Romantisme

Qu’est-ce que le romantisme ? Si, selon Baudelaire, le romantisme se définit par la « manière de sentir », pour l’historien de l’art, le mouvement reste difficile à cerner, se situant à une période charnière, entre deux ères de civilisation bien distinctes.

Première difficulté, le début du romantisme varie selon les pays, en même temps que les domaines artistiques où il éclot : on considère généralement comme fondateur le mouvement littéraire allemand du « Sturm und Drang » (littéralement « tempête et élan »), qui vers 1770 rassemble les écrivains Schiller, Goethe, Novalis ou Schlegel autour d’une esthétique fondée sur la capacité à atteindre l’âme par le lien créé entre le créateur et le spectateur.

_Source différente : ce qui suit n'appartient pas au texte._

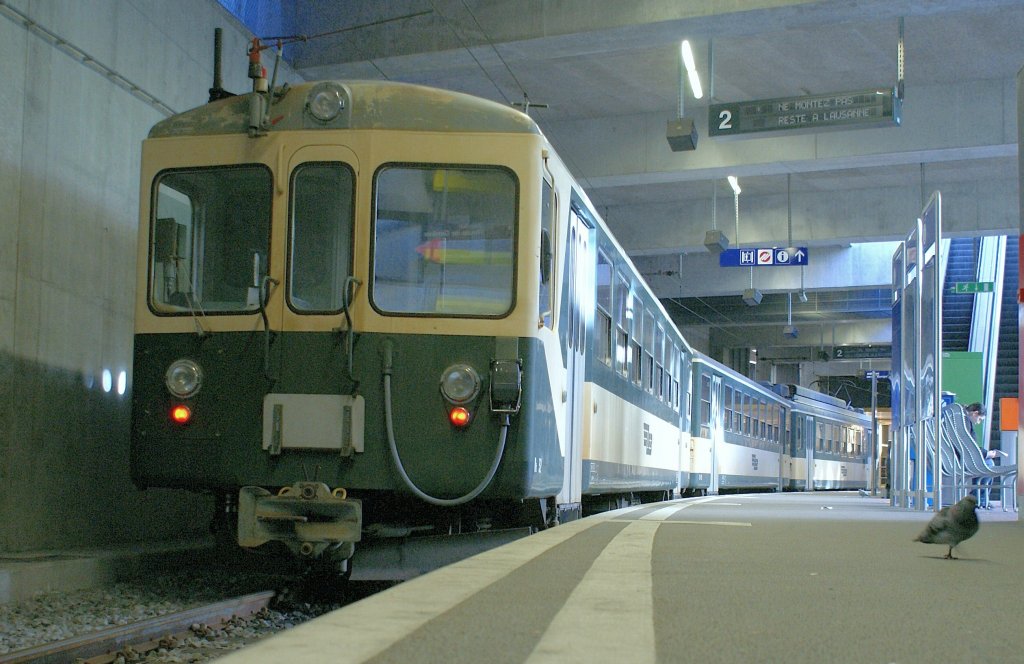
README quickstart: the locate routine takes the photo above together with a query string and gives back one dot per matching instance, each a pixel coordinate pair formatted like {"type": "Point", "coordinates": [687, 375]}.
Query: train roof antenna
{"type": "Point", "coordinates": [217, 91]}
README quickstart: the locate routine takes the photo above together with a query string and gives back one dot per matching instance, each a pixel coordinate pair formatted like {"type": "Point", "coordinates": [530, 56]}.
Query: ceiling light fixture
{"type": "Point", "coordinates": [691, 70]}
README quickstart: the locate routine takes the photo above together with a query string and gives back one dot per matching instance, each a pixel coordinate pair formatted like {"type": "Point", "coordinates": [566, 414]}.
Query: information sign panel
{"type": "Point", "coordinates": [763, 257]}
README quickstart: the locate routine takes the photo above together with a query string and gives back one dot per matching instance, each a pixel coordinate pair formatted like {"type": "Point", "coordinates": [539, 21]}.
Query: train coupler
{"type": "Point", "coordinates": [307, 516]}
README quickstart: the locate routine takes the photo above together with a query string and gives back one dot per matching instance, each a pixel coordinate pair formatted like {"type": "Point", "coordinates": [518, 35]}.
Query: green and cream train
{"type": "Point", "coordinates": [370, 309]}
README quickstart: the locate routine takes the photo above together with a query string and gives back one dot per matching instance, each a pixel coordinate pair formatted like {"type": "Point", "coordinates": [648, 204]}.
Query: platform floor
{"type": "Point", "coordinates": [821, 577]}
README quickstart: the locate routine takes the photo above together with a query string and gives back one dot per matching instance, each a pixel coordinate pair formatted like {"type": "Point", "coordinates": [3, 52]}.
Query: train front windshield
{"type": "Point", "coordinates": [443, 241]}
{"type": "Point", "coordinates": [211, 237]}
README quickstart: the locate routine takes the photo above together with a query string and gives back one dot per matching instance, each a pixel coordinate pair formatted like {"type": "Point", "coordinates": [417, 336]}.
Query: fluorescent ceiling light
{"type": "Point", "coordinates": [691, 70]}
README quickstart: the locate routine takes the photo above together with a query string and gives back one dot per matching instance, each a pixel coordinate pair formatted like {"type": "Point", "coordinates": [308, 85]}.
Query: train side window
{"type": "Point", "coordinates": [659, 362]}
{"type": "Point", "coordinates": [635, 334]}
{"type": "Point", "coordinates": [211, 239]}
{"type": "Point", "coordinates": [705, 406]}
{"type": "Point", "coordinates": [547, 252]}
{"type": "Point", "coordinates": [727, 400]}
{"type": "Point", "coordinates": [603, 319]}
{"type": "Point", "coordinates": [623, 314]}
{"type": "Point", "coordinates": [780, 424]}
{"type": "Point", "coordinates": [747, 414]}
{"type": "Point", "coordinates": [443, 240]}
{"type": "Point", "coordinates": [321, 240]}
{"type": "Point", "coordinates": [648, 351]}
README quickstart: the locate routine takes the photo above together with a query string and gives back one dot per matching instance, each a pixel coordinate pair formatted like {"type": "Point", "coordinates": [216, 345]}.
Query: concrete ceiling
{"type": "Point", "coordinates": [608, 74]}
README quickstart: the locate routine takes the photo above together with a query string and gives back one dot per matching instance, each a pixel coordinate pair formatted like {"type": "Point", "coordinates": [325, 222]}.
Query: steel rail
{"type": "Point", "coordinates": [142, 635]}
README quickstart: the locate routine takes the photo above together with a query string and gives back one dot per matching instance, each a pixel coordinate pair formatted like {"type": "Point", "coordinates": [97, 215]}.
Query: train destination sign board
{"type": "Point", "coordinates": [974, 287]}
{"type": "Point", "coordinates": [763, 257]}
{"type": "Point", "coordinates": [862, 353]}
{"type": "Point", "coordinates": [861, 109]}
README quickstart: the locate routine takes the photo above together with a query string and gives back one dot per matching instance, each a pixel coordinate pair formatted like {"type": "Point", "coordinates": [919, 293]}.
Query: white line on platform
{"type": "Point", "coordinates": [609, 615]}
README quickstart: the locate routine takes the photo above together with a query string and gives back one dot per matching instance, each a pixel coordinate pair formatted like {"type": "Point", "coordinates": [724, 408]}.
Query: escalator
{"type": "Point", "coordinates": [1006, 357]}
{"type": "Point", "coordinates": [962, 265]}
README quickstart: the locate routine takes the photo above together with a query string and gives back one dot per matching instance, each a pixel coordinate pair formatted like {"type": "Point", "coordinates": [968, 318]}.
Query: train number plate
{"type": "Point", "coordinates": [313, 422]}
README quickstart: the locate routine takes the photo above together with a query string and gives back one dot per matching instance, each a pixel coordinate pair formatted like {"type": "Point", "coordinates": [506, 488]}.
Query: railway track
{"type": "Point", "coordinates": [163, 631]}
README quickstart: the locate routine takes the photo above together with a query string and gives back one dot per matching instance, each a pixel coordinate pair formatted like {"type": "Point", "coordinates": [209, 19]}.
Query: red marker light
{"type": "Point", "coordinates": [180, 414]}
{"type": "Point", "coordinates": [459, 416]}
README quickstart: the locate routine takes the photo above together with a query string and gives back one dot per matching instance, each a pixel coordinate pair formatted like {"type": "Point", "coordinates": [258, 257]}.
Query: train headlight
{"type": "Point", "coordinates": [460, 383]}
{"type": "Point", "coordinates": [183, 378]}
{"type": "Point", "coordinates": [326, 101]}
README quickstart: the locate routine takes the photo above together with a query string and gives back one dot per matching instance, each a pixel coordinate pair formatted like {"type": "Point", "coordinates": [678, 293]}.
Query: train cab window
{"type": "Point", "coordinates": [648, 351]}
{"type": "Point", "coordinates": [727, 402]}
{"type": "Point", "coordinates": [547, 252]}
{"type": "Point", "coordinates": [623, 314]}
{"type": "Point", "coordinates": [603, 318]}
{"type": "Point", "coordinates": [443, 241]}
{"type": "Point", "coordinates": [210, 240]}
{"type": "Point", "coordinates": [321, 240]}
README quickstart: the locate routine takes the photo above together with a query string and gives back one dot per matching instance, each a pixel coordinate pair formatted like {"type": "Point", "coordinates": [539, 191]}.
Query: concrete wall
{"type": "Point", "coordinates": [70, 142]}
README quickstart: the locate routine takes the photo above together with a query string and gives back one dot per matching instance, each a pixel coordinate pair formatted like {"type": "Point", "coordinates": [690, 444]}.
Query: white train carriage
{"type": "Point", "coordinates": [737, 431]}
{"type": "Point", "coordinates": [829, 447]}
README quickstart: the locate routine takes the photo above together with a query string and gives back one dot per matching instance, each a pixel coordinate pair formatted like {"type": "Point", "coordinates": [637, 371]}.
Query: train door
{"type": "Point", "coordinates": [808, 442]}
{"type": "Point", "coordinates": [580, 276]}
{"type": "Point", "coordinates": [320, 287]}
{"type": "Point", "coordinates": [717, 432]}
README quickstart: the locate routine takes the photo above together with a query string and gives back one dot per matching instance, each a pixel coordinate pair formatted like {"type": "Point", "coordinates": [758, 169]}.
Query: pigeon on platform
{"type": "Point", "coordinates": [951, 526]}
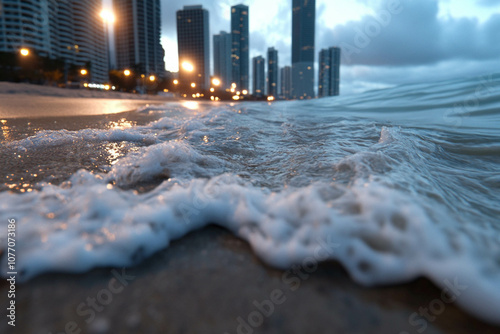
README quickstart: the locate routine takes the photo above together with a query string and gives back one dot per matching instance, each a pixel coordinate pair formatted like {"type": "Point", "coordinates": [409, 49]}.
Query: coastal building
{"type": "Point", "coordinates": [240, 47]}
{"type": "Point", "coordinates": [329, 72]}
{"type": "Point", "coordinates": [222, 58]}
{"type": "Point", "coordinates": [138, 36]}
{"type": "Point", "coordinates": [26, 25]}
{"type": "Point", "coordinates": [286, 83]}
{"type": "Point", "coordinates": [259, 76]}
{"type": "Point", "coordinates": [194, 47]}
{"type": "Point", "coordinates": [303, 32]}
{"type": "Point", "coordinates": [69, 30]}
{"type": "Point", "coordinates": [272, 72]}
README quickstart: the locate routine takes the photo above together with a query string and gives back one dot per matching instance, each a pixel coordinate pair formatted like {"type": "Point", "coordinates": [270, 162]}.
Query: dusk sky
{"type": "Point", "coordinates": [426, 40]}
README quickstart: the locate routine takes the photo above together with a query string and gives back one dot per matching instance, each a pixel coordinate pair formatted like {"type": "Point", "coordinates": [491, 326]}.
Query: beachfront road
{"type": "Point", "coordinates": [29, 106]}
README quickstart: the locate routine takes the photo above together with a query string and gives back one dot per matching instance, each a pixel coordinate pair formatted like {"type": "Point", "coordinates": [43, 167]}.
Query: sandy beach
{"type": "Point", "coordinates": [17, 101]}
{"type": "Point", "coordinates": [212, 282]}
{"type": "Point", "coordinates": [207, 281]}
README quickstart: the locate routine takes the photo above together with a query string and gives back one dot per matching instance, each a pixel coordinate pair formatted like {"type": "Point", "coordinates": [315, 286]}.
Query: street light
{"type": "Point", "coordinates": [24, 52]}
{"type": "Point", "coordinates": [216, 82]}
{"type": "Point", "coordinates": [187, 66]}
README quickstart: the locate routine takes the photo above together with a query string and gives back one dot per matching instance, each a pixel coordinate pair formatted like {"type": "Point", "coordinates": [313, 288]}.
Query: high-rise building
{"type": "Point", "coordinates": [222, 58]}
{"type": "Point", "coordinates": [303, 32]}
{"type": "Point", "coordinates": [240, 49]}
{"type": "Point", "coordinates": [272, 72]}
{"type": "Point", "coordinates": [286, 82]}
{"type": "Point", "coordinates": [70, 30]}
{"type": "Point", "coordinates": [138, 36]}
{"type": "Point", "coordinates": [194, 47]}
{"type": "Point", "coordinates": [329, 72]}
{"type": "Point", "coordinates": [259, 76]}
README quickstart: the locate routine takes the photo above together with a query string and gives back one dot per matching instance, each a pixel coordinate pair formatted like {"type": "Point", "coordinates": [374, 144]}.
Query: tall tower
{"type": "Point", "coordinates": [26, 25]}
{"type": "Point", "coordinates": [272, 72]}
{"type": "Point", "coordinates": [70, 30]}
{"type": "Point", "coordinates": [138, 36]}
{"type": "Point", "coordinates": [222, 58]}
{"type": "Point", "coordinates": [240, 49]}
{"type": "Point", "coordinates": [259, 76]}
{"type": "Point", "coordinates": [286, 82]}
{"type": "Point", "coordinates": [194, 46]}
{"type": "Point", "coordinates": [303, 32]}
{"type": "Point", "coordinates": [329, 72]}
{"type": "Point", "coordinates": [89, 40]}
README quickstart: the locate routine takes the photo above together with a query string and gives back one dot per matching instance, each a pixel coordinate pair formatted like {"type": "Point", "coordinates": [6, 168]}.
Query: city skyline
{"type": "Point", "coordinates": [271, 26]}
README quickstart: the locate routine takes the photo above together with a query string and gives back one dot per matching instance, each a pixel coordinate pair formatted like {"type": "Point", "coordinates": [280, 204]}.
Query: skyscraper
{"type": "Point", "coordinates": [70, 30]}
{"type": "Point", "coordinates": [194, 47]}
{"type": "Point", "coordinates": [26, 26]}
{"type": "Point", "coordinates": [272, 72]}
{"type": "Point", "coordinates": [240, 49]}
{"type": "Point", "coordinates": [303, 30]}
{"type": "Point", "coordinates": [222, 58]}
{"type": "Point", "coordinates": [329, 72]}
{"type": "Point", "coordinates": [259, 76]}
{"type": "Point", "coordinates": [286, 82]}
{"type": "Point", "coordinates": [137, 36]}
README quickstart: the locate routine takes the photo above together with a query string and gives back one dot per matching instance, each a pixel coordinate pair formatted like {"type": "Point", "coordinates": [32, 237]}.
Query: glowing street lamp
{"type": "Point", "coordinates": [187, 66]}
{"type": "Point", "coordinates": [216, 82]}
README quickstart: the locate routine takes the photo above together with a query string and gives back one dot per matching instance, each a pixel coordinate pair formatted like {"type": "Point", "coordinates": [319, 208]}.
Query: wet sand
{"type": "Point", "coordinates": [208, 280]}
{"type": "Point", "coordinates": [211, 282]}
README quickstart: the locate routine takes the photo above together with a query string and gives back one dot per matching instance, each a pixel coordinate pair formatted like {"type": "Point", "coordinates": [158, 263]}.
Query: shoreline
{"type": "Point", "coordinates": [13, 88]}
{"type": "Point", "coordinates": [211, 282]}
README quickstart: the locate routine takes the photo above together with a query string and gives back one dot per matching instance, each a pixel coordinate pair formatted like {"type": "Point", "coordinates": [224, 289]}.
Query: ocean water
{"type": "Point", "coordinates": [395, 184]}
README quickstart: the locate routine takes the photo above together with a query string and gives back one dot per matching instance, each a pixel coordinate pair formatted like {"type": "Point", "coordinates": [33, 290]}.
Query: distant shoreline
{"type": "Point", "coordinates": [19, 100]}
{"type": "Point", "coordinates": [11, 88]}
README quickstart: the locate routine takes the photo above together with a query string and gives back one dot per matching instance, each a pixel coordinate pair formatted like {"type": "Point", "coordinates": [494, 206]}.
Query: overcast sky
{"type": "Point", "coordinates": [384, 42]}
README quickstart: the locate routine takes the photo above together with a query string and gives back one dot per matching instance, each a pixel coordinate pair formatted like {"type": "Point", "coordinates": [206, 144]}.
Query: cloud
{"type": "Point", "coordinates": [488, 3]}
{"type": "Point", "coordinates": [413, 35]}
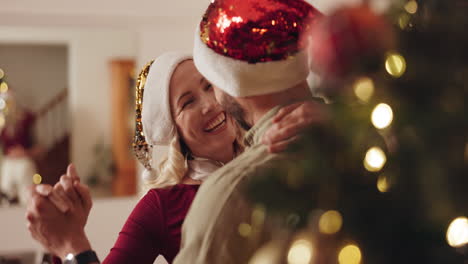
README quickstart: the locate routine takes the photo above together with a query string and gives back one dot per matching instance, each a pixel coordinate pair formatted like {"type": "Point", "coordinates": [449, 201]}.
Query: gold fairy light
{"type": "Point", "coordinates": [382, 116]}
{"type": "Point", "coordinates": [383, 184]}
{"type": "Point", "coordinates": [466, 153]}
{"type": "Point", "coordinates": [364, 88]}
{"type": "Point", "coordinates": [37, 178]}
{"type": "Point", "coordinates": [301, 252]}
{"type": "Point", "coordinates": [350, 254]}
{"type": "Point", "coordinates": [3, 87]}
{"type": "Point", "coordinates": [457, 232]}
{"type": "Point", "coordinates": [330, 222]}
{"type": "Point", "coordinates": [411, 7]}
{"type": "Point", "coordinates": [142, 150]}
{"type": "Point", "coordinates": [245, 229]}
{"type": "Point", "coordinates": [2, 121]}
{"type": "Point", "coordinates": [395, 64]}
{"type": "Point", "coordinates": [2, 104]}
{"type": "Point", "coordinates": [375, 159]}
{"type": "Point", "coordinates": [258, 216]}
{"type": "Point", "coordinates": [404, 20]}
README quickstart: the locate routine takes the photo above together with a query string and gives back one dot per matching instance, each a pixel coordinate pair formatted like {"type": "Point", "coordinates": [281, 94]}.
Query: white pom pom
{"type": "Point", "coordinates": [149, 175]}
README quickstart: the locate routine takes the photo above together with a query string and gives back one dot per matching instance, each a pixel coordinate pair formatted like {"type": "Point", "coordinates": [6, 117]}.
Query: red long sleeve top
{"type": "Point", "coordinates": [154, 226]}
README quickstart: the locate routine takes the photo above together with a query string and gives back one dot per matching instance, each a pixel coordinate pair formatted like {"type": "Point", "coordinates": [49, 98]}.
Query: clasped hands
{"type": "Point", "coordinates": [56, 215]}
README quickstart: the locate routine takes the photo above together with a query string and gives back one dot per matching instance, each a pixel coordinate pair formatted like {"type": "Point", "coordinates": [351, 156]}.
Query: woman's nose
{"type": "Point", "coordinates": [209, 105]}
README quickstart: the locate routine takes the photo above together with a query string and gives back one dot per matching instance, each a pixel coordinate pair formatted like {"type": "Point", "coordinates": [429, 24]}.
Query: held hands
{"type": "Point", "coordinates": [291, 122]}
{"type": "Point", "coordinates": [57, 215]}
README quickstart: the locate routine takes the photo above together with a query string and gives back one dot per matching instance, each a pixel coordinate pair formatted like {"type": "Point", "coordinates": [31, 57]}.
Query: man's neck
{"type": "Point", "coordinates": [258, 106]}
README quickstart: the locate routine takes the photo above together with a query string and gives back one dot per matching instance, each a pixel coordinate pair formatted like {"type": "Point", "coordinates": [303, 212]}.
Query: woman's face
{"type": "Point", "coordinates": [201, 122]}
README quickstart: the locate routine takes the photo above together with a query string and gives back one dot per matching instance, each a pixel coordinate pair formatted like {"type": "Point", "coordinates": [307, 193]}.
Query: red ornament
{"type": "Point", "coordinates": [349, 40]}
{"type": "Point", "coordinates": [256, 30]}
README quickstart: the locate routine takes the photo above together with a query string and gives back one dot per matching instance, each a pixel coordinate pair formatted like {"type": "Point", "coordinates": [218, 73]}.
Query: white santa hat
{"type": "Point", "coordinates": [246, 52]}
{"type": "Point", "coordinates": [154, 122]}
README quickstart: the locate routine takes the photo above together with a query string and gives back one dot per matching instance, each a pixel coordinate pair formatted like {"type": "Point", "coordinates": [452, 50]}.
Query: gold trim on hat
{"type": "Point", "coordinates": [143, 151]}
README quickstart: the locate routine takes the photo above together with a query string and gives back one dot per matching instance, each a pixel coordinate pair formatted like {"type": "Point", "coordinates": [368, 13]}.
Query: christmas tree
{"type": "Point", "coordinates": [386, 180]}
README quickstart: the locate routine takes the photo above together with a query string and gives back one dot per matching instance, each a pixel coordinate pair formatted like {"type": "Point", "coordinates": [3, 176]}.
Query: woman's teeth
{"type": "Point", "coordinates": [217, 122]}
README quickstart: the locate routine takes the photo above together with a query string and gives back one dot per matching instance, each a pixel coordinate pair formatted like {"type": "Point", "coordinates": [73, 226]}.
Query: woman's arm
{"type": "Point", "coordinates": [292, 121]}
{"type": "Point", "coordinates": [60, 233]}
{"type": "Point", "coordinates": [139, 241]}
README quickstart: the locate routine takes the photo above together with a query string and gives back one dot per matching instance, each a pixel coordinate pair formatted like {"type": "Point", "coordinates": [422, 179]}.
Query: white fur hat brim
{"type": "Point", "coordinates": [158, 124]}
{"type": "Point", "coordinates": [241, 79]}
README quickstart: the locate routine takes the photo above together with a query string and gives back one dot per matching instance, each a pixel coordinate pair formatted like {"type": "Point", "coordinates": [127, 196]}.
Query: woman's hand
{"type": "Point", "coordinates": [291, 121]}
{"type": "Point", "coordinates": [61, 231]}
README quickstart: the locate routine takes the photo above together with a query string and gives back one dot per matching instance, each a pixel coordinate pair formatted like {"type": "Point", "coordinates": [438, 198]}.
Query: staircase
{"type": "Point", "coordinates": [52, 133]}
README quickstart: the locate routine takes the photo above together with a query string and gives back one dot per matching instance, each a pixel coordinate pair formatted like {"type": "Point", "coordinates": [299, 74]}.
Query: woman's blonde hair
{"type": "Point", "coordinates": [172, 168]}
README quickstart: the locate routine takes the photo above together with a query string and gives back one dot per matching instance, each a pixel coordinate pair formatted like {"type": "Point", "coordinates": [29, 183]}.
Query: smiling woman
{"type": "Point", "coordinates": [203, 125]}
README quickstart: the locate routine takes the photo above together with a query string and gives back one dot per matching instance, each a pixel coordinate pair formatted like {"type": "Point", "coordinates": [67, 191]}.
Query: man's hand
{"type": "Point", "coordinates": [291, 121]}
{"type": "Point", "coordinates": [61, 231]}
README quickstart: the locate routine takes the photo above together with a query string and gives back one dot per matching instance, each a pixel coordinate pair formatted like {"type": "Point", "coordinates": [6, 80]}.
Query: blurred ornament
{"type": "Point", "coordinates": [270, 253]}
{"type": "Point", "coordinates": [350, 254]}
{"type": "Point", "coordinates": [395, 64]}
{"type": "Point", "coordinates": [375, 159]}
{"type": "Point", "coordinates": [2, 121]}
{"type": "Point", "coordinates": [457, 232]}
{"type": "Point", "coordinates": [3, 87]}
{"type": "Point", "coordinates": [411, 7]}
{"type": "Point", "coordinates": [254, 30]}
{"type": "Point", "coordinates": [382, 116]}
{"type": "Point", "coordinates": [383, 184]}
{"type": "Point", "coordinates": [300, 252]}
{"type": "Point", "coordinates": [37, 178]}
{"type": "Point", "coordinates": [330, 222]}
{"type": "Point", "coordinates": [2, 104]}
{"type": "Point", "coordinates": [350, 40]}
{"type": "Point", "coordinates": [364, 88]}
{"type": "Point", "coordinates": [404, 20]}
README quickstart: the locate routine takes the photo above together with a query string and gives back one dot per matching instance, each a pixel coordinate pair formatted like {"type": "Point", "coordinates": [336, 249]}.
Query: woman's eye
{"type": "Point", "coordinates": [187, 103]}
{"type": "Point", "coordinates": [208, 87]}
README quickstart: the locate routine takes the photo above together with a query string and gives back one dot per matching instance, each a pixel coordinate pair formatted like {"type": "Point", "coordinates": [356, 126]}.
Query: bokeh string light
{"type": "Point", "coordinates": [382, 116]}
{"type": "Point", "coordinates": [301, 252]}
{"type": "Point", "coordinates": [350, 254]}
{"type": "Point", "coordinates": [457, 232]}
{"type": "Point", "coordinates": [375, 159]}
{"type": "Point", "coordinates": [3, 87]}
{"type": "Point", "coordinates": [330, 222]}
{"type": "Point", "coordinates": [395, 64]}
{"type": "Point", "coordinates": [364, 89]}
{"type": "Point", "coordinates": [411, 7]}
{"type": "Point", "coordinates": [37, 178]}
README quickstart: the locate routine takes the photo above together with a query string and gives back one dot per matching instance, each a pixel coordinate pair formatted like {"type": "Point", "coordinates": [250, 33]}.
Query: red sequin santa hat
{"type": "Point", "coordinates": [254, 47]}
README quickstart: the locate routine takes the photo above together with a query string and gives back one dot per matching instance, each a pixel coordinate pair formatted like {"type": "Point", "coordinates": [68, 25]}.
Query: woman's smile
{"type": "Point", "coordinates": [216, 124]}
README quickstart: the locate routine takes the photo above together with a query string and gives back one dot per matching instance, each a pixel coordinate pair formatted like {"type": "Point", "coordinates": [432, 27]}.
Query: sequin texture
{"type": "Point", "coordinates": [257, 30]}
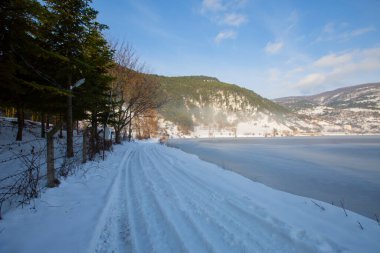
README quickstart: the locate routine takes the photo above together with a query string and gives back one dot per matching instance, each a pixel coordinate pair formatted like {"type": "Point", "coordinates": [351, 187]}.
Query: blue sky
{"type": "Point", "coordinates": [274, 47]}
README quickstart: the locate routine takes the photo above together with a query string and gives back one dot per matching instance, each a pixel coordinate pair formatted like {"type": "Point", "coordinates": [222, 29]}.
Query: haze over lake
{"type": "Point", "coordinates": [331, 169]}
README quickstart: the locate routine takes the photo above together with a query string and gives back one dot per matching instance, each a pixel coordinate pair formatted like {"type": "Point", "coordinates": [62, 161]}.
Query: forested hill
{"type": "Point", "coordinates": [199, 103]}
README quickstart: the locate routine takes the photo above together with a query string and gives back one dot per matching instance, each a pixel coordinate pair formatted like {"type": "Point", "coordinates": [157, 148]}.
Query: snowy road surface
{"type": "Point", "coordinates": [150, 198]}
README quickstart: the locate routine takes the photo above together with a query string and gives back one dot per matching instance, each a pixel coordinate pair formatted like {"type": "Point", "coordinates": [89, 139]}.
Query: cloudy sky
{"type": "Point", "coordinates": [274, 47]}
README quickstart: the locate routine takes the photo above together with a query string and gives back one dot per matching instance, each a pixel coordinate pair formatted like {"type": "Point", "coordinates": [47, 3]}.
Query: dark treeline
{"type": "Point", "coordinates": [46, 47]}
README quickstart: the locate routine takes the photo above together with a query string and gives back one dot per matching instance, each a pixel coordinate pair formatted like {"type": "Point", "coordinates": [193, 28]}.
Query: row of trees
{"type": "Point", "coordinates": [47, 46]}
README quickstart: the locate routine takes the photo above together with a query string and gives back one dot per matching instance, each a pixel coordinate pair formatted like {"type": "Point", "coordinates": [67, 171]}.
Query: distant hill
{"type": "Point", "coordinates": [354, 109]}
{"type": "Point", "coordinates": [202, 106]}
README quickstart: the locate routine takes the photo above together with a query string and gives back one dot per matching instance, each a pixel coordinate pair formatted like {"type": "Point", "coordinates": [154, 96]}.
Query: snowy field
{"type": "Point", "coordinates": [150, 198]}
{"type": "Point", "coordinates": [336, 170]}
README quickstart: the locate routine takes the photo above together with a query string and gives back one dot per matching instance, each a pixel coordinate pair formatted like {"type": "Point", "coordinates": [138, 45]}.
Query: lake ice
{"type": "Point", "coordinates": [336, 170]}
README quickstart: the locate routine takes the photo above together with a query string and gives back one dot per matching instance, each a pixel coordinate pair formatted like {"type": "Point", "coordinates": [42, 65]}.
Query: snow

Cette notion d’un art basé sur le ressenti de l’artiste, où prévaut le sentiment sur la raison, ne parvient en France que dans les années 1820 dans le domaine de la peinture, notamment avec Géricault et Delacroix, puis en littérature à partir de 1830, avant de contaminer la pratique statuaire dans la décennie suivante.

Mouvement réellement européen, le romantisme est associé en France à l’idée de révolte vis-à-vis de l’académisme, mais il existe aussi un romantisme assagi, tendant à la nostalgie et à une certaine mièvrerie, notamment dans l’œuvre de certains élèves d’Ingres.

Epousant un large spectre de pratiques et de mentalités, le romantisme, par ses procédés narratifs, est à l’origine de deux mouvements diamétralement opposés : le réalisme, par son aspect politique et social, et le symbolisme, par sa quête d’intériorité.  Recherche du passé ou de nouveaux sujets puisés dans les légendes anciennes ou les pays exotiques, culte métaphysique de la nature, revendication de la place de l’artiste dans la société, liberté d’expression, subjectivité sont les éléments majeurs que l’on retrouve dans les pays où s’épanouit le romantisme.